Linear flow per call — but the dotted lines matter: the persistent memory store is read at the start and written at the end of every run(). The next call sees the accumulated memory.

3 · Theory¶

3.1 · Why two memory systems¶

Tulving (1972) distinguished:

Episodic memory — autobiographical, time- and place-bound. "I had pizza on Tuesday with Sarah."
Semantic memory — abstract, general knowledge. "Pizza originated in Italy. Sarah is my sister."

An LLM agent needs both:

Question type	Best served by
"Have we discussed this before?"	Episodic — vector recall over past conversations
"What did you say last Tuesday?"	Episodic — time-bounded retrieval
"What do you know about Alex?"	Semantic — entity-centric facts
"Who works at Anthropic?"	Semantic — relation query
"Summarize our relationship"	Both — episodes give nuance, facts give structure

Vector-only memory (FAISS alone) fails on "what do you know about X" because the embedding of "X" matches anything with X in it — including the same fact repeated 10 different ways. Graph-only memory fails on continuity ("did we talk about this last week?") because there's no notion of when. The two systems are complementary.
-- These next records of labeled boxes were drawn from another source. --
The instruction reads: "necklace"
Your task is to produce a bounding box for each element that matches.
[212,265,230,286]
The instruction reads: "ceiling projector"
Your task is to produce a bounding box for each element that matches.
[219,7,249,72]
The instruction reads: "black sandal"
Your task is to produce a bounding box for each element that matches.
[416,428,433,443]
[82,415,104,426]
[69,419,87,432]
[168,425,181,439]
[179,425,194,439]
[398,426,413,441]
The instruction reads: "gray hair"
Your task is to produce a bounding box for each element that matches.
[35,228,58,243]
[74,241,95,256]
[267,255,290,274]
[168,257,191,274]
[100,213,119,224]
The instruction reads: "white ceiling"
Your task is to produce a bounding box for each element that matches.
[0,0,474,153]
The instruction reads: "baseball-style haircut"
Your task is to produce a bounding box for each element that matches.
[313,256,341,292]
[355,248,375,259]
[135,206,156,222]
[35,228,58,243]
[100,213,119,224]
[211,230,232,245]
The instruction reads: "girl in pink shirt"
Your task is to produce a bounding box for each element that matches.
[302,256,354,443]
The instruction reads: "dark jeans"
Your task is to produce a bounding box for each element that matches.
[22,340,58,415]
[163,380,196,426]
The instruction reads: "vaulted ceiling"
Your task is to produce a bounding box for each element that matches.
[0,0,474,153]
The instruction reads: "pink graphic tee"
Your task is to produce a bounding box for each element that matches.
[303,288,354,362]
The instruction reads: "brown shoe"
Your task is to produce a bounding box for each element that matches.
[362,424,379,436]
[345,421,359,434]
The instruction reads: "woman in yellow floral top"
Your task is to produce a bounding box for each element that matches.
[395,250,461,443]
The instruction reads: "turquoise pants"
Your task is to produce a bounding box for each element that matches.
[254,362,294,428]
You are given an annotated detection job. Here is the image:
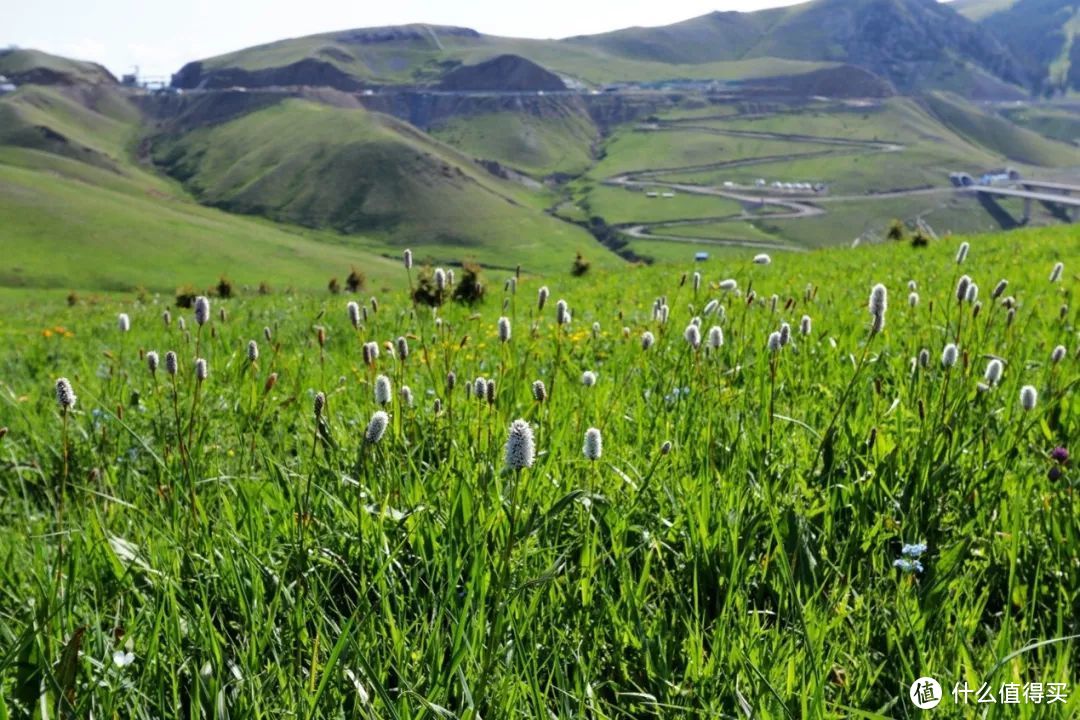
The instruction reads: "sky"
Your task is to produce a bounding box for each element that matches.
[0,0,812,77]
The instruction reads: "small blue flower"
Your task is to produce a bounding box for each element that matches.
[900,543,927,558]
[892,557,922,572]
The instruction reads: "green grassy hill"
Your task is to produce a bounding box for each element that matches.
[175,0,1026,93]
[147,100,620,270]
[431,109,599,177]
[926,93,1080,167]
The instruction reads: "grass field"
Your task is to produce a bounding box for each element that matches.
[0,228,1080,719]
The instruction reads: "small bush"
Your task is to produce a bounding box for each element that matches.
[176,285,199,308]
[454,262,484,305]
[885,219,907,243]
[570,253,591,277]
[345,268,367,293]
[413,267,446,308]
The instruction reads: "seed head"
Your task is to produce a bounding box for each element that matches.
[867,283,889,315]
[375,375,393,405]
[683,323,701,350]
[364,410,390,445]
[956,275,971,302]
[581,427,604,460]
[708,325,724,350]
[505,420,536,470]
[1050,262,1065,283]
[963,283,978,303]
[56,378,77,412]
[956,242,971,264]
[195,295,210,325]
[942,342,959,367]
[1020,385,1039,410]
[555,300,570,325]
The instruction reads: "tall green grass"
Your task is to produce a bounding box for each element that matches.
[0,231,1080,718]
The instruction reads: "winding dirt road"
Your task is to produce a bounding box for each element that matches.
[603,116,949,252]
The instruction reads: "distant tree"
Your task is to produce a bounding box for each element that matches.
[345,268,367,293]
[570,253,592,277]
[454,262,484,305]
[176,285,199,308]
[885,219,907,243]
[413,266,446,308]
[214,275,232,298]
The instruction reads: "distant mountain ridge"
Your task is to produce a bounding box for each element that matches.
[954,0,1080,95]
[173,0,1028,97]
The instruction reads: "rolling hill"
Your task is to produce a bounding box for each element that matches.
[0,51,618,290]
[955,0,1080,95]
[173,0,1027,95]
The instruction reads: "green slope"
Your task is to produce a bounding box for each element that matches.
[926,93,1080,167]
[154,100,619,269]
[431,110,599,177]
[0,156,399,291]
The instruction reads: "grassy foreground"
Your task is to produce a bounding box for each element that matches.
[0,229,1080,718]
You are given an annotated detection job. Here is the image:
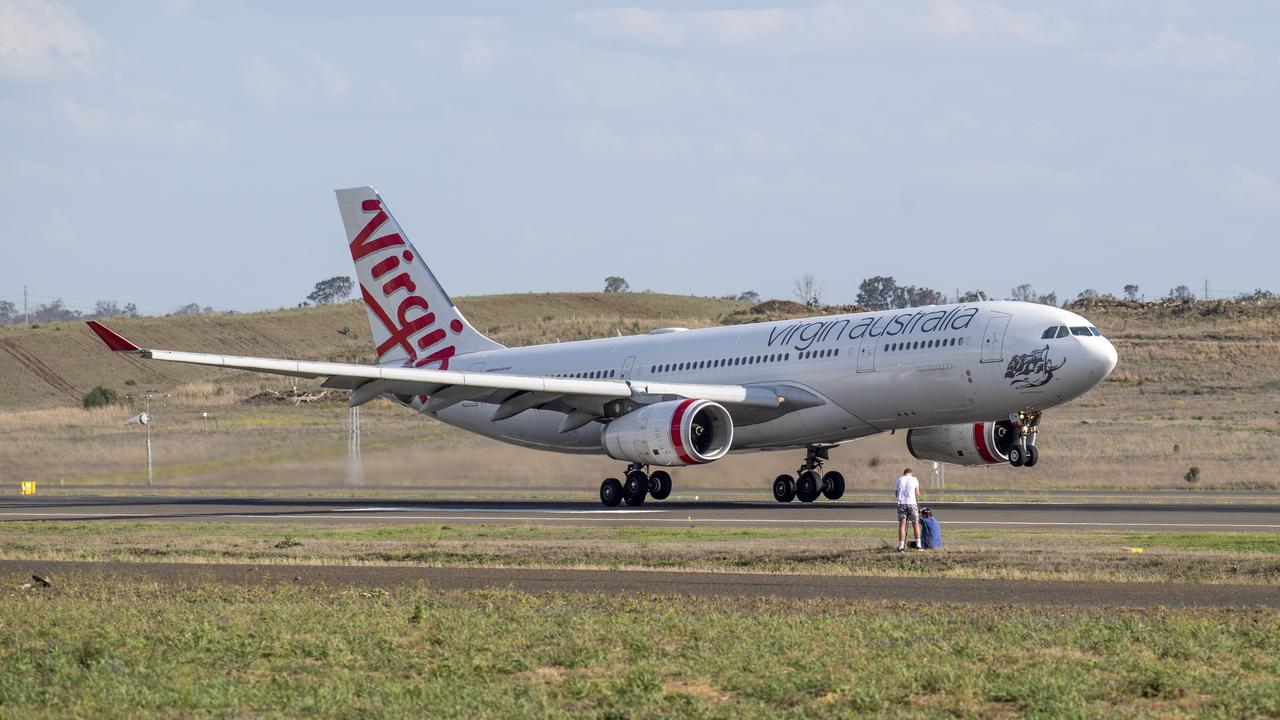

3.2 · The four-step per-call flow¶

Every call to arch.run(query) runs these four steps in order:

Retrieve. Vector-recall the top-K most similar past episodes (FAISS similarity_search). Brute-force-match entities in the query against the graph's nodes; pull their 1-hop facts.
Answer. LLM is given the retrieved context block + the new query. Crucially the prompt says "answer ONLY from the memory above — do not fabricate" so the agent doesn't invent facts.
Extract. A second LLM call with with_structured_output(_ExtractedFacts) pulls (subject, predicate, object) triples from the Q&A. Triples are added to the graph.
Save episode. The full User: ... / Assistant: ... exchange is embedded and appended to FAISS for future similarity recall.

Cost per call: 2 LLM calls (answer + fact-extractor) + 1 embedding call (the new episode). The retrieval step is local (no LLM).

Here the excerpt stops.